As the industry moves closer to reaching a solution over the issue of digital programming rights, CBS is creating separate digital storylines for its new apocalyptic 8 p.m. Wednesday fall drama, Jericho.
The network is exploring doing the same with all of its comedies and dramas, said Nancy Tellem, president of the CBS Paramount Network Television Entertainment Group, Sunday at the Television Critics Assn. summer press tour in Pasadena, Calif.
While the specially crafted digital Jericho brand could be extended to CBS.com, other original programming crafted from network series could appear in a variety of venues-ranging from CBS' recently created ad-supported, Web-based Innertube to iPods, cellular phones and other new wireless technologies in development, depending on the best fit.
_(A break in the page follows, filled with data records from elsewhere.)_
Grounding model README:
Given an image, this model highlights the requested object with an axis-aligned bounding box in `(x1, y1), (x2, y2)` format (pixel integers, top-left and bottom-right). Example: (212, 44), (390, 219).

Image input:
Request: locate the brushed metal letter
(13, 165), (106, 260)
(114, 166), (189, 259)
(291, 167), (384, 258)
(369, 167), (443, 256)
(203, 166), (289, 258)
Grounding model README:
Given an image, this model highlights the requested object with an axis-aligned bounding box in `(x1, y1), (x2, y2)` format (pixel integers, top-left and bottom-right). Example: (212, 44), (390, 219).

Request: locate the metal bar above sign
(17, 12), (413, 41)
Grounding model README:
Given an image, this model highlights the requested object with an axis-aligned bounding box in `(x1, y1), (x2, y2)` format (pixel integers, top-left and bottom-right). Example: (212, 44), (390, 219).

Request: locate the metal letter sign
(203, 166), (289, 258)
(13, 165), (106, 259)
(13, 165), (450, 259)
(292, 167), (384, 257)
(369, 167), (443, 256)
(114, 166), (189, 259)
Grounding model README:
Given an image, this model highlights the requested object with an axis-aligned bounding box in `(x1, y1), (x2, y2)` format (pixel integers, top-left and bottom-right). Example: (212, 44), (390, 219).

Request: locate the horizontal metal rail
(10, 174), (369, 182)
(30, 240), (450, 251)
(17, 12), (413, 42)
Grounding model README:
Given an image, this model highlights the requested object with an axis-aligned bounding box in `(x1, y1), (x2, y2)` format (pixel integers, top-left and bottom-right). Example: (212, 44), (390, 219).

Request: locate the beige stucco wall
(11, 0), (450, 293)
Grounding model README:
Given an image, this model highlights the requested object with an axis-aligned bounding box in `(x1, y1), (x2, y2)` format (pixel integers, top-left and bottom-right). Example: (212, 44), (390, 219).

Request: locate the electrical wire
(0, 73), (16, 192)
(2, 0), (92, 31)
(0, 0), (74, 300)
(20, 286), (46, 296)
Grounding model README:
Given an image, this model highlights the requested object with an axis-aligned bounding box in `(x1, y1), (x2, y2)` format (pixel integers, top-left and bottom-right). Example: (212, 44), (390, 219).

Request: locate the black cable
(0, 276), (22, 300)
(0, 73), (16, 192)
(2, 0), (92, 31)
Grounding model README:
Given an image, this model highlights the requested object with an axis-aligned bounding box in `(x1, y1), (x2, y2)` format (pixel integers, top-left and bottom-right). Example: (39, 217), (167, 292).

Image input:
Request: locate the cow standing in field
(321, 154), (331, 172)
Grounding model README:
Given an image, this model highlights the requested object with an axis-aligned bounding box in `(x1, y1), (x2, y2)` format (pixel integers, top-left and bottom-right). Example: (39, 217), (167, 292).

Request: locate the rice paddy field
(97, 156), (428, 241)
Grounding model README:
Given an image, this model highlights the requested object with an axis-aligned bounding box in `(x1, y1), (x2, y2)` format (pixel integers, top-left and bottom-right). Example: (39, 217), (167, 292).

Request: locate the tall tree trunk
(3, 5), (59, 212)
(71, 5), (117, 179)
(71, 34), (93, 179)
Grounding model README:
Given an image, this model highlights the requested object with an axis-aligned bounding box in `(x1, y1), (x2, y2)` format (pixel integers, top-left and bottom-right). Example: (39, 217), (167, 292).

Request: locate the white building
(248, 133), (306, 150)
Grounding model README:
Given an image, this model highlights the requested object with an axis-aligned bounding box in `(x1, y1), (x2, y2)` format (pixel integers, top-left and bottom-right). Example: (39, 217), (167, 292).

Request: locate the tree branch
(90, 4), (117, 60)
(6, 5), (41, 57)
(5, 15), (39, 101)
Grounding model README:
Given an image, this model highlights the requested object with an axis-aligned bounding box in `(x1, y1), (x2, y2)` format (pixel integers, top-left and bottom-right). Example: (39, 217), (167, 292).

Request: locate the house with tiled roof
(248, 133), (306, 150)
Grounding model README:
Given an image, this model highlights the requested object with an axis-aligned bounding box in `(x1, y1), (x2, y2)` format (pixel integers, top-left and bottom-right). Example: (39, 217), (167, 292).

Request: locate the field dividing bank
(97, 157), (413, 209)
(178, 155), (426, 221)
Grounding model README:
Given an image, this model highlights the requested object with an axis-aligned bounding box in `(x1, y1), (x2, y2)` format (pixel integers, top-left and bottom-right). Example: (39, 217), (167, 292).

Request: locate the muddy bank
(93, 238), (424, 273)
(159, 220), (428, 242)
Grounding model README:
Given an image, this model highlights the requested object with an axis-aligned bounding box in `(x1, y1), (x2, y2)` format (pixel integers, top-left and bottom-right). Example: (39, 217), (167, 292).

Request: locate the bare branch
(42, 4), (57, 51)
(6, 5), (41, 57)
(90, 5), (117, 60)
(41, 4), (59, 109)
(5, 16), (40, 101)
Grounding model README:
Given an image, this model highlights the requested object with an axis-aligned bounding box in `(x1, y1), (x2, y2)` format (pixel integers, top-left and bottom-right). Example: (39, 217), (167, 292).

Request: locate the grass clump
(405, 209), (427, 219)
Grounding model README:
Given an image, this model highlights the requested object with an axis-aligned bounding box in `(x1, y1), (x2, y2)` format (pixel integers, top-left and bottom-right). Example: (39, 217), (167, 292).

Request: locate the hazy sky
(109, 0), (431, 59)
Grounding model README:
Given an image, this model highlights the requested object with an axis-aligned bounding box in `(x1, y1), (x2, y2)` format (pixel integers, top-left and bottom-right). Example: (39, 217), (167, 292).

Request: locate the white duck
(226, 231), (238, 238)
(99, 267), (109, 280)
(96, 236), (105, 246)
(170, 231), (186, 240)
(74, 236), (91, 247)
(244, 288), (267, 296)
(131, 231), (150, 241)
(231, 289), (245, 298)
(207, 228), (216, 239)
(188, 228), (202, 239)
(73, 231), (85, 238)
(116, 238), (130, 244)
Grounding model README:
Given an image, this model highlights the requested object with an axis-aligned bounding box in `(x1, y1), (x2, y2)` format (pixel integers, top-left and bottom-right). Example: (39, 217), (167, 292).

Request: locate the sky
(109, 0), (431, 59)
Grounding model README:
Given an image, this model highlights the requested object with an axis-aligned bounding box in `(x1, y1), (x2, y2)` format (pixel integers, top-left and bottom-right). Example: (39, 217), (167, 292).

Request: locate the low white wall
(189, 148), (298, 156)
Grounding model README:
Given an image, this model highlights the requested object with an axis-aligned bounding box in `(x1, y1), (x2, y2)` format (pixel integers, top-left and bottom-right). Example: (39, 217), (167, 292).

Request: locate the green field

CBS has had discussions with all of its series producers, who Tellem said are "interested in finding organic ways to be on the internet."
While she was not ready to specifically single out any shows other than Jericho that are ready to go, Tellem pointed to younger-skewing Monday night comedies, such as incoming The Class and sophomore How I Met Your Mother, as two examples of the type of formats that could be applied to the digital world.
Tellem also revealed that she is "very optimistic that over the next few months" the studios and networks "will come to some kind of understanding" for placing programs on digital distribution platforms.
Such a move, which follows CBS recently coming to terms with its affiliates on the issue, would drastically speed up the migration of network programming from outside suppliers to the Web, cellular and wireless distribution devices. To date, the effort has been hampered, as a majority of the fare being repurposed elsewhere has come from in-house produced network programming.
At issue has been the allocation of the revenue split between the studios, which own the content, and the networks, which spend millions to license, schedule, promote and market it.
The impetus to reach a solution resulted from a change in attitudes in recent months, with the industry now realizing that it is a "priority" for programming to appear on as many platforms as possible, Tellem said.
A turning point, according to CBS Digital Media President Larry Kramer, may have come during college basketball's March Madness championship series this spring. That's when huge demand for CBS'on-demand iPod and Web coverage of the games from its College Sports Television Networks (CSTV) finally forced advertisers to take a serious look at digital as a mass marketing tool.
Once networks and studios can hammer out an accord, the next step will be to figure out a formula agreeable to the unions. Digital rights could be a huge issue when the industry's negotiations begin next year with the Writers Guild's West and East Coast branches over a new contract, with the actors and directors guilds to follow.